The complaint will be dismissed but plaintiff will be granted leave to amend. Should plaintiff seek leave to amend in this court, however, he must frame a colorable claim against a defendant residing in this jurisdiction, which he has failed to do. His claim against defendant Schwarzenegger is simply too tenuous and amorphous for the complaint to be retained in this court based on plaintiff's claim of having sent a complaint to his office. The federal venue statute requires that a civil action, other than one based on diversity jurisdiction, be brought only in "(1) a judicial district where any defendant resides, if all defendants reside in the same State, (2) a judicial district in which a substantial part of the events or omissions giving rise to the claim occurred, or a substantial part of property that is the subject of the action is situated, or (3) a judicial district in which any defendant may be found, if there is no district in which the action may otherwise be brought." 28 U.S.C. § 1391(b). Should he elect to proceed upon his claims all of which center upon defendants at CCI and SVSP, he should file an action or separate actions within the appropriate venue.
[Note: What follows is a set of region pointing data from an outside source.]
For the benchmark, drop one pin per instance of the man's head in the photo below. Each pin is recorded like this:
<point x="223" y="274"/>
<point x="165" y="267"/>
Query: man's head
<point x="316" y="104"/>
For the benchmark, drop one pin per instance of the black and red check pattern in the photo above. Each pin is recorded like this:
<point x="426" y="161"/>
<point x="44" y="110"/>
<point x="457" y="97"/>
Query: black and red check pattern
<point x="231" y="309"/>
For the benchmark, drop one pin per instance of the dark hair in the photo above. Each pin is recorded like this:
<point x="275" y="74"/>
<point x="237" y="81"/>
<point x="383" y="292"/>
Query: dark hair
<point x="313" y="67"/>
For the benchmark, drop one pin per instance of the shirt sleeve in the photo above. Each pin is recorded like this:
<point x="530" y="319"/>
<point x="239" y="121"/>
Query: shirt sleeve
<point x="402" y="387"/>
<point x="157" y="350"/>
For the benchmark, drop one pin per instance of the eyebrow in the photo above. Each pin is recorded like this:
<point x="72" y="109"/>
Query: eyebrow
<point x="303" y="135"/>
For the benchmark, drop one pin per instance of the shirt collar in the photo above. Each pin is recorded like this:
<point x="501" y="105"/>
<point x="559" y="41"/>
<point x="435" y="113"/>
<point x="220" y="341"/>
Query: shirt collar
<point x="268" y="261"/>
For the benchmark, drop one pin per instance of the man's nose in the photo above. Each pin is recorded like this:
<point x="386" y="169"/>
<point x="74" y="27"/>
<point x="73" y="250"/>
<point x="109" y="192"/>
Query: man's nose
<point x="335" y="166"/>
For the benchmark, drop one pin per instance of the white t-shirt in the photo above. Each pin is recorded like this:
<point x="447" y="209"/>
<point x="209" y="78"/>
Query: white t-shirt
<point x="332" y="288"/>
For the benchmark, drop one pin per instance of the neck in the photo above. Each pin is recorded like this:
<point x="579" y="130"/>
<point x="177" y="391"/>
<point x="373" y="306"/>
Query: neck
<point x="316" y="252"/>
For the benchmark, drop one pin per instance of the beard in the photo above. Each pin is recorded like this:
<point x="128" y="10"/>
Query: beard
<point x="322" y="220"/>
If plaintiff chooses to amend the complaint, plaintiff must demonstrate how the conditions complained of have resulted in a deprivation of plaintiff's constitutional rights. See Ellis v. Cassidy, 625 F.2d 227 (9th Cir. 1980). Also, the complaint must allege in specific terms how each named defendant is involved. There can be no liability under 42 U.S.C. § 1983 unless there is some affirmative link or connection between a defendant's actions and the claimed deprivation. Rizzo v. Goode, 423 U.S. 362, 96 S.Ct. 598 (1976); May v. Enomoto, 633 F.2d 164, 167 (9th Cir. 1980); Johnson v. Duffy, 588 F.2d 740, 743 (9th Cir. 1978). Furthermore, vague and conclusory allegations of official participation in civil rights violations are not sufficient. See Ivey v. Board of Regents, 673 F.2d 266, 268 (9th Cir. 1982).

In addition, plaintiff is informed that the court cannot refer to a prior pleading in order to make plaintiff's amended complaint complete. Local Rule 220 requires that an amended complaint be complete in itself without reference to any prior pleading. This is because, as a general rule, an amended complaint supersedes the original complaint. See Loux v. Rhay, 375 F.2d 55, 57 (9th Cir. 1967). Once plaintiff files an amended complaint, the original pleading no longer serves any function in the case. Therefore, in an amended complaint, as in an original complaint, each claim and the involvement of each defendant must be sufficiently alleged.

In accordance with the above, IT IS HEREBY ORDERED that:

1. Plaintiff's request for leave to proceed in forma pauperis is granted.

2. Plaintiff is obligated to pay the statutory filing fee of $350.00 for this action.

The fee shall be collected and paid in accordance with this court's order to the Director of the California Department of Corrections and Rehabilitation filed concurrently herewith.

3. The complaint is dismissed for the reasons discussed above, with leave to file an amended complaint within twenty-eight days from the date of service of this order. Failure to file an amended complaint will result in a recommendation that the action be dismissed.